If it were possible, that would of course be a counterexample to the four color theorem. I think, actually, that it's fairly easy to show that no arrangement of just five territories can have all of them touching each other. I think that most of those who think the four color theorem is false (I think there are pretty few such people, actually) think that there might be an arrangement of more than five territories which somehow forces at least five to all be touching each other.

The use of pictures is nice. Maddad, may I recommend doing the same? It will probably save you some time explaining what you mean, and making sure that we're all drawing the same pictures as we follow along at home.

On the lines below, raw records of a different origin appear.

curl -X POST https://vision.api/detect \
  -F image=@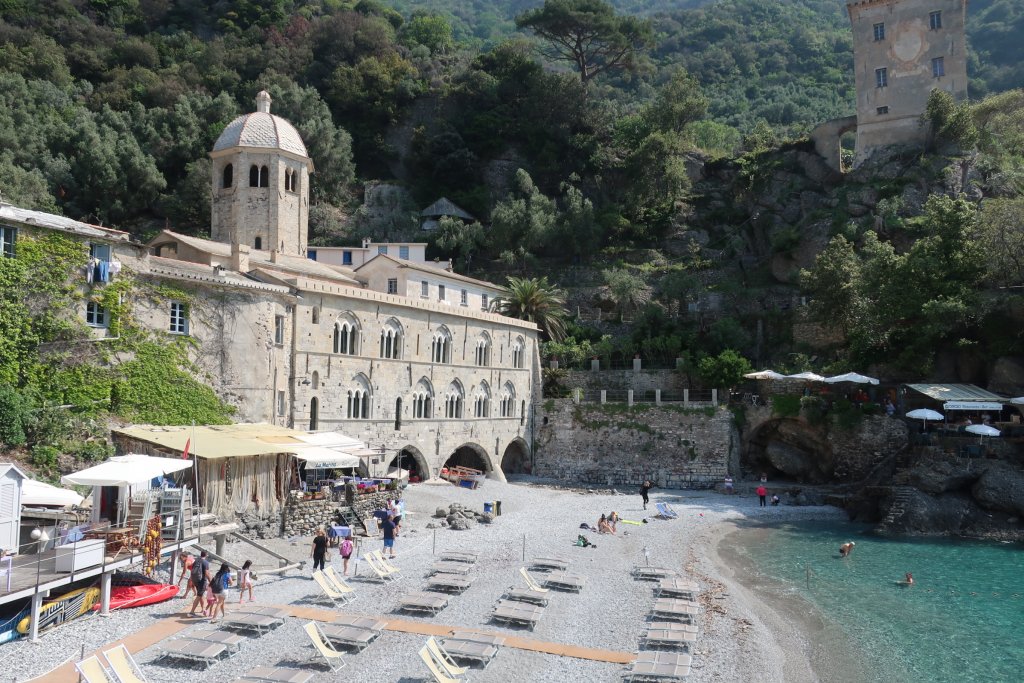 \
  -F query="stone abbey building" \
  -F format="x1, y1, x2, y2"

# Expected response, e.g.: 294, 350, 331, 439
0, 92, 541, 478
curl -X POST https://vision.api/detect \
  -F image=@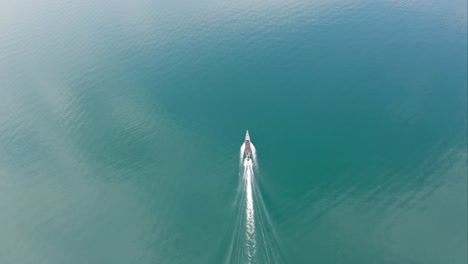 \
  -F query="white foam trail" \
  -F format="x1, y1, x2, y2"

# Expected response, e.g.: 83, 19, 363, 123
244, 159, 257, 262
250, 142, 258, 168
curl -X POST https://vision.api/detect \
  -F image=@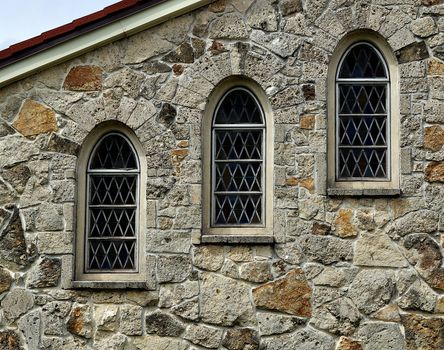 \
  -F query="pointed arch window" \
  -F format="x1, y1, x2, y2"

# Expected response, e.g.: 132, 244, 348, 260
336, 42, 390, 181
200, 77, 273, 243
212, 87, 265, 226
72, 122, 149, 289
328, 36, 400, 195
85, 132, 140, 272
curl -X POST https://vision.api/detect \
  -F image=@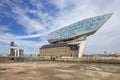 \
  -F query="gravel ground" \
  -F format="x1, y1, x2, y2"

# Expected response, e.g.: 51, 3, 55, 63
0, 61, 120, 80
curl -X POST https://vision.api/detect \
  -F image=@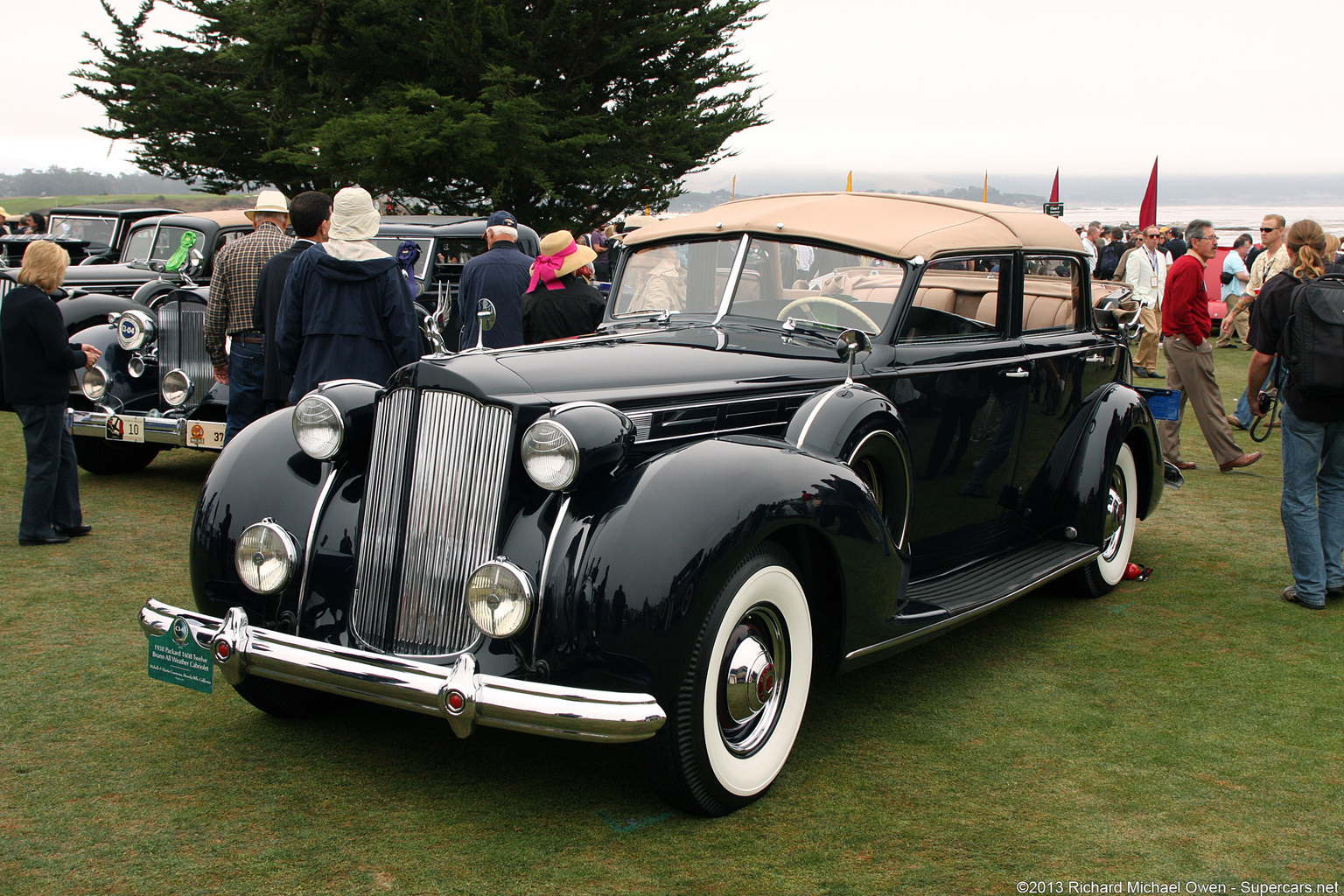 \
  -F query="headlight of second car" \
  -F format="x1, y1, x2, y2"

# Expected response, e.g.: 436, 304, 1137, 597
234, 520, 298, 594
293, 392, 346, 461
163, 368, 195, 407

It's certainly not true in real life--Virginia, North Caroliina, and South Carolina, USAn states, are connected, but Virginia does not share a border with South Carolina. As I said, it may not make a difference in the proof, but it is not true that all three have to touch the other two, even if they are all connected.
It's not possible. Or, as peter eldergill said, a complete graph on five points cannot be planar.]

Well, I am trying to be openminded about Maddad's claim. I hope he comes back and tells me where to put #4 so that I can still place #5 properly.

As far as real life, from what I know, the four color theorem doesn't really have anything to do with real life maps. I also don't see how adding verticies that don't connect to the others helps disprove the theorem (and keep it simple). Would you mind explaining?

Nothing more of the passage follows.